IBM Releases Compact Open-Source Granite 4 Model for Mobile Devices and Browsers

2025-10-30

IBM today unveiled Granite 4 Nano, a new family of ultra-compact generative AI models engineered specifically for on-device, edge, or browser-based deployment.

According to the company, these models deliver exceptional performance relative to their size, marking them as IBM’s smallest large language models (LLMs) to date.

The Granite 4.0 Nano series comprises four instruction-tuned models along with their base counterparts, ranging from 350 million to 1.5 billion parameters. Parameters are internal values learned during training that enable LLMs to interpret the context of user queries and generate coherent responses.

Larger LLMs demand substantial computational resources and energy, driving up operational costs and necessitating specialized hardware such as high-end GPUs and extensive memory. In contrast, smaller models like those in the Nano series require significantly less compute and memory, enabling them to run efficiently on everyday consumer devices—including laptops, desktops, and smartphones.

While reducing model size can sometimes compromise accuracy or contextual knowledge, IBM leverages advanced compression techniques to retain robust capabilities within a compact footprint.

Ultra-small LLMs enhance privacy and security by enabling offline inference, offering full control over deployment, and supporting extensive customization. By keeping sensitive data local and avoiding cloud transmission, these models also eliminate recurring cloud expenses, improving cost efficiency.

The lineup includes Granite 4.0 H 1B and 350M—1.5 billion and 350 million parameter models—featuring a hybrid architecture unique to the family, as well as two conventional transformer-based variants designed for compatibility in environments where hybrid workloads may lack optimized support.

Granite 4 models incorporate a specialized architecture developed by IBM that augments the standard transformer design with additional algorithms. While transformers rely on attention mechanisms to focus on the most relevant parts of input text, IBM integrates components based on the Mamba neural network architecture, which offers superior hardware efficiency compared to traditional transformers.

The sub-billion to near-one-billion parameter model segment is highly competitive, with developers prioritizing performance and functionality. Key rivals include Alibaba Group’s Qwen series, Liquid AI Inc.’s Liquid Foundation Models, and Google’s Gemma models.

IBM reports that Granite Nano models outperform several similarly sized competitors across multiple benchmarks in general knowledge, mathematics, coding, and security.

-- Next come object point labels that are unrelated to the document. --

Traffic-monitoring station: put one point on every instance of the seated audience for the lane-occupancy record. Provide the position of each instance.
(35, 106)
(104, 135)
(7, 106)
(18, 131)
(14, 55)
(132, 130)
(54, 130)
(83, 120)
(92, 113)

They also excel in agent workflows, particularly in instruction-following and tool-use tasks, as measured by IFEval (Instruction-Following Evaluation) and the Berkeley Function Calling Leaderboard v3.

Specifically, Granite 4.0 H 1B achieved a top score of 78.5 on IFEval, surpassing Qwen3 1.7B at 73.1 and Gemma 3 1B at 59.3. In tool-calling performance on the Berkeley leaderboard, the same model scored 54.8, ahead of Qwen3’s 52.2 and Gemma 3’s 16.3.

All Granite 4 Nano models are released under the permissive Apache 2.0 open-source license, which supports broad commercial usage and includes favorable provisions for academic and research applications.